Although
protein kinase C (PKC) plays a key role in ischemic preconditioning (IPC), the actual mechanism of that protection is unknown. We recently found that protection from IPC requires activation of
adenosine receptors during early reperfusion. We, therefore, hypothesized that PKC might act to increase the heart's sensitivity to
adenosine. IPC limited
infarct size in isolated rabbit hearts subjected to 30-min regional
ischemia/2-h reperfusion and IPC's protection was blocked by the PKC inhibitor
chelerythrine given during early reperfusion revealing involvement of PKC at reperfusion. Similarly
chelerythrine infused in the early reperfusion period blocked the increased phosphorylation of the protective
kinases Akt and ERK1/2 observed after IPC. Infusing
phorbol 12-myristate 13-acetate (PMA), a PKC activator, during early reperfusion mimicked IPC's protection. As expected, the protection triggered by PMA at reperfusion was blocked by
chelerythrine, but surprisingly it was also blocked by
MRS1754, an
adenosine A(2b) receptor-selective antagonist, suggesting that PKC was somehow facilitating signaling from the A(2b) receptors.

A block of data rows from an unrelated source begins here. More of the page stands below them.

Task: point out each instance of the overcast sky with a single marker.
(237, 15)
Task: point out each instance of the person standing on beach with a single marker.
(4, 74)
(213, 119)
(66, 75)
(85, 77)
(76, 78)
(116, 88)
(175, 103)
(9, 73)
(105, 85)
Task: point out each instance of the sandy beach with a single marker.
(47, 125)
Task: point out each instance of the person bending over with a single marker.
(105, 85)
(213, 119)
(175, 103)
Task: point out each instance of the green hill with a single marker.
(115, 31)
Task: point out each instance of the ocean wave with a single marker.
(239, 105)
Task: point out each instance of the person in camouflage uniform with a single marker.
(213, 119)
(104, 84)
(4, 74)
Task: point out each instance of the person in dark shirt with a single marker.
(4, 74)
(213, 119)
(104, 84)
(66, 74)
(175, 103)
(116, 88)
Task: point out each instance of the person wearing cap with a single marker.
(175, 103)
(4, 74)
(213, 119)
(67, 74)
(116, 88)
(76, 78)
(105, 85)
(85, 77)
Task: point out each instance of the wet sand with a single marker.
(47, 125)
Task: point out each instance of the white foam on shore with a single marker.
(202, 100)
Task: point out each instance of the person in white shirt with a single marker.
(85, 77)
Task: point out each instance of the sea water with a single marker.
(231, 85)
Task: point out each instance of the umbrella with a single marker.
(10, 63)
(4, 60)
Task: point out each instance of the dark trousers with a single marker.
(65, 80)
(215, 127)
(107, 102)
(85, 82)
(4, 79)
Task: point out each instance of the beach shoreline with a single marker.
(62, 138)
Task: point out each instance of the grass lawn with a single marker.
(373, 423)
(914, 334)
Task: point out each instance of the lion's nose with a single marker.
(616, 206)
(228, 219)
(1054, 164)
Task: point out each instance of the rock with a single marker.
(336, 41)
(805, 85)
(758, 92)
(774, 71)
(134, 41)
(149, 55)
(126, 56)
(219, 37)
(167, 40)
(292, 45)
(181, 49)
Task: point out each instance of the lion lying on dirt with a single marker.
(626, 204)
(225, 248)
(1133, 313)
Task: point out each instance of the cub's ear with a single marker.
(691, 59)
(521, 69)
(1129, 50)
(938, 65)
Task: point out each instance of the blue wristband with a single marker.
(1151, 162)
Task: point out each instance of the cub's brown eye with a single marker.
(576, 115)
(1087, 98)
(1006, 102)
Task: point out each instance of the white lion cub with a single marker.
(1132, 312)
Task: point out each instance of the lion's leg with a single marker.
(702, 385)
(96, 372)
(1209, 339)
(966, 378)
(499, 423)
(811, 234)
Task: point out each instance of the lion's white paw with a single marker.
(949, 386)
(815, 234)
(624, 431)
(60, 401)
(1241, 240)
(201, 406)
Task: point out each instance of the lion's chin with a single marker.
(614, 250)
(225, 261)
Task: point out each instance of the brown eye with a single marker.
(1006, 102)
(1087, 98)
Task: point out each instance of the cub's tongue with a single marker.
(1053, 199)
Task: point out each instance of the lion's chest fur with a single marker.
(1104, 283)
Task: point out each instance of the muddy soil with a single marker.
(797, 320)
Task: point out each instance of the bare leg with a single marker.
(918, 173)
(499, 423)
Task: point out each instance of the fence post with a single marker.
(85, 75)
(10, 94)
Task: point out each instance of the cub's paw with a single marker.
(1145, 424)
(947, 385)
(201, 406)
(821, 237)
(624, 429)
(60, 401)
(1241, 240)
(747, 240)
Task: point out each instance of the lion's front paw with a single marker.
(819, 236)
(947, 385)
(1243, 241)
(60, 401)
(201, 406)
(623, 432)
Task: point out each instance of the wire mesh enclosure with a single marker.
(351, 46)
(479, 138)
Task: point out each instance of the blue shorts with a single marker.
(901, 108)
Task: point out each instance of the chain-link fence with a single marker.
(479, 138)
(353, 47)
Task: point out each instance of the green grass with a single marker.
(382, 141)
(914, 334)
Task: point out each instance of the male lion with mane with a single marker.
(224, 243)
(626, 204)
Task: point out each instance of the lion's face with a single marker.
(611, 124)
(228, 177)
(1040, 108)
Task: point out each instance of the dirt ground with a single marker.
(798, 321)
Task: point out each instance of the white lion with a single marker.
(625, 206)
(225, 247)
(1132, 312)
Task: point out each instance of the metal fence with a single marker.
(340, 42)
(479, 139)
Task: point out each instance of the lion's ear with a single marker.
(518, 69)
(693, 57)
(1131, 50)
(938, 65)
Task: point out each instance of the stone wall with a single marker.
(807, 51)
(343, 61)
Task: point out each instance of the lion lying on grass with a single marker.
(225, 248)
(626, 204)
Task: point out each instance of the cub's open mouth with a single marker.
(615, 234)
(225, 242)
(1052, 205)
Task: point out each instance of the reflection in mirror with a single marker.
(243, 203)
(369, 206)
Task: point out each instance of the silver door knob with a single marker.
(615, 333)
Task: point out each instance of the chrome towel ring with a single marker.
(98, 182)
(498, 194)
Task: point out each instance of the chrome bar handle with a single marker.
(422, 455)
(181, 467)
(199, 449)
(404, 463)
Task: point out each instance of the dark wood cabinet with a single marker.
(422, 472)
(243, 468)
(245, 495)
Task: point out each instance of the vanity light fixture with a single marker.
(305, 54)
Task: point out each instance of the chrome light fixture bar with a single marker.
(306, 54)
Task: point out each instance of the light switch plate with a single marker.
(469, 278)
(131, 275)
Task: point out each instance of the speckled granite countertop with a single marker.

NECA [5'-(N-ethylcarboxamido)
adenosine], a potent but not selective A(2b) receptor agonist, increased phosphorylation of Akt and ERK1/2 in a dose-dependent manner. Pretreating hearts with PMA or brief preconditioning
ischemia had no effect on phosphorylation of Akt or ERK1/2 per se but markedly lowered the threshold for
NECA to induce their phosphorylation.
BAY 60-6583, a highly selective A(2b) agonist, also caused phosphorylation of ERK1/2 and Akt.
MRS1754 prevented phosphorylation induced by
BAY 60-6583.
BAY 60-6583 limited
infarct size when given to ischemic hearts at reperfusion. These results suggest that activation of cardiac A(2b) receptors at reperfusion is protective, but because of the very low affinity of the receptors endogenous cardiac
adenosine is unable to trigger their signaling. We propose that the key protective event in IPC occurs when PKC increases the heart's sensitivity to
adenosine so that endogenous
adenosine can activate A(2b)-dependent signaling.